OASIS Mailing List ArchivesView the OASIS mailing list archive below
or browse/search using MarkMail.

 


Help: OASIS Mailing Lists Help | MarkMail Help

ubl message

[Date Prev] | [Thread Prev] | [Thread Next] | [Date Next] -- [Date Index] | [Thread Index] | [List Home]


Subject: Candidate approach for W3C Schema with wild cards for code list value validation


This is to Tony Coates's attention, but I am anxious to hear from any 
others if there are flaws in my approach that I document in this post.

Based on today's call, I was unclear on the restrictions of using lax 
validation in W3C Schema, so I created a test here that I believe 
illustrates the use of W3C Schema as a "second pass" value validation, 
checking *only* the value of the currency attribute *and no structure bits 
whatsoever*.

This approach would be used as an alternative to using ISO 19757-3 
Schematron that others may find more palatable.

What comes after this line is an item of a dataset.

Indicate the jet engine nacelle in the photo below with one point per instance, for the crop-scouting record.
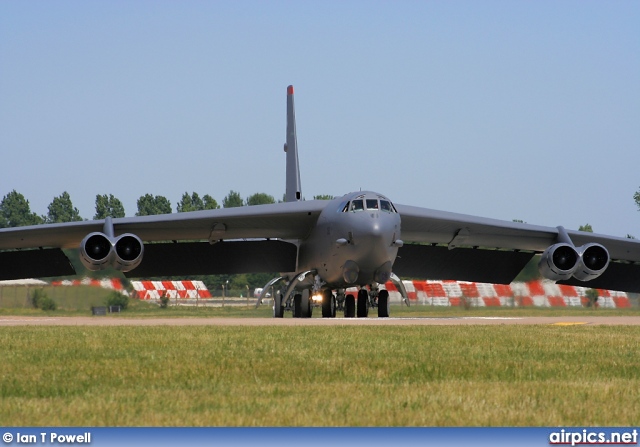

To recap, from Tony's summary posted as a password-protected file announced in:

   http://lists.oasis-open.org/archives/ubl/200508/msg00043.html

... we are contemplating a two-pass validation, the first pass being a 
structural validation with "class 2" code list information items 
unvalidated, and a second pass where *only* "class 2" code list information 
items have their values validated.  Many use XPath and ISO 19757-3 
Schematron for this second pass, reaching into the instance and checking 
only the values.  This *necessarily* must be a second pass because the 
first pass ensures the structural integrity of the node tree into which the 
XPath expressions reach ... without structural integrity there is no 
integrity in the XPath evaluations and one could get false positives (among 
other unexpected results) for tests (in the general case).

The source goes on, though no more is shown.